Outstanding Adjunct Faculty – Who? You!
I think each and every one of you deserve the title, because you are outstanding. You do a job that offers very little in worldly rewards. It doesn’t pay well, it doesn’t provide you with benefits, and it has no job security whatsoever.
Don’t misunderstand. There are blessings. I’m the first to say that I love my job. I love my students. I love what we do together. That said, there are lots of things I could do without.
Little things even. I don’t know why my parking permit has to loudly proclaim my lame status as an adjunct. What difference does it make? We’re not given lesser parking privileges. We’re not expected to park in some adjunct faculty lot.
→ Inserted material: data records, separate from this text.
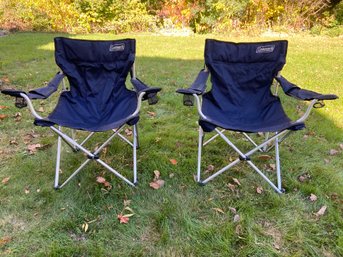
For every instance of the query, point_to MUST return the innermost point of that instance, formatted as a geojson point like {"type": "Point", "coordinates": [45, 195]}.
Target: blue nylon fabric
{"type": "Point", "coordinates": [98, 99]}
{"type": "Point", "coordinates": [240, 98]}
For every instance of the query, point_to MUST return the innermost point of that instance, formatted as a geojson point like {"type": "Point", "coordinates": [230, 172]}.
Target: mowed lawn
{"type": "Point", "coordinates": [237, 214]}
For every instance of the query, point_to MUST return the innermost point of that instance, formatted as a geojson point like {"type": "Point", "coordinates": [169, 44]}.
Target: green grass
{"type": "Point", "coordinates": [180, 218]}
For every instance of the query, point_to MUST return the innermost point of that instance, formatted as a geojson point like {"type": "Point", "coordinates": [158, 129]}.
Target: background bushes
{"type": "Point", "coordinates": [202, 16]}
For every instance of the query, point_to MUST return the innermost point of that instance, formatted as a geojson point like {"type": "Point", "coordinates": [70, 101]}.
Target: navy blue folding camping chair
{"type": "Point", "coordinates": [241, 100]}
{"type": "Point", "coordinates": [97, 99]}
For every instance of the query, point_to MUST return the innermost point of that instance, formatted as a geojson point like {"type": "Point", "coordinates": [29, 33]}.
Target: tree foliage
{"type": "Point", "coordinates": [202, 16]}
Although neither of these possibilities are true, I wouldn’t be surprised if they were, but as they aren’t – What difference does it make?
For me, the hardest part to swallow is the lack of job security along with the idea that somehow that’s my fault. If my class retention is poor, it must be something I’m doing. Where is the logic in that? In my department, we expect our students to attend class four nights a week for 16 weeks. Ain’t any other department with those kind of expectations. I mean, seriously. Would you study Japanese four nights a week for four months? Would you do anything four nights a week for four months?
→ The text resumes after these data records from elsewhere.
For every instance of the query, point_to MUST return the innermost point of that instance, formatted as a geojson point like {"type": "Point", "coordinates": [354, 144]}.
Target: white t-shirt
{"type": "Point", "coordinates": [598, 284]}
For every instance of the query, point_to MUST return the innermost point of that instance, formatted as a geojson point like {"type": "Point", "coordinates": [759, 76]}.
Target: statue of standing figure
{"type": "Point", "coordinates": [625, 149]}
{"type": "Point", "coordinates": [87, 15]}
The deepest sadness of being part-time, for me, is the lack of camaraderie. Early on in my career, I had visions of sitting around a hot cup of tea discussing my trouble explaining the ToBe verb or cradling a warm mug of hot chocolate while commiserating with my colleagues about the lack of time my students have. But there is no time nor place for that.
Of course I mind the denigration as much as the next fellow. The sense, the feeling, the weight of being less than, not as good as, not up to it. The unspoken differences. The unwritten rules. The unuttered nuances. Like the elephant in the living room, they are there and we all dance around them.
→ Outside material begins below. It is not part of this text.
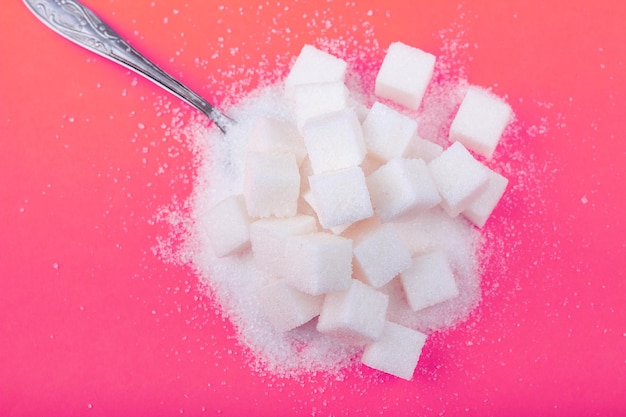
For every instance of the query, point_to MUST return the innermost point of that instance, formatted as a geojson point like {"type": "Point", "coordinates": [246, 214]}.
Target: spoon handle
{"type": "Point", "coordinates": [79, 24]}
Shortly after getting my MA, I read an article in the LA Times about and by a woman who’d been working as a part-time instructor for 15 years. Having just come from the business environment where working generally meant in a real full time job with adequate pay and reasonable benefits, I was clueless. I read the article and thought, what an idiot. Now as I celebrate my 20th year at Palomar, I sometimes think the same thing.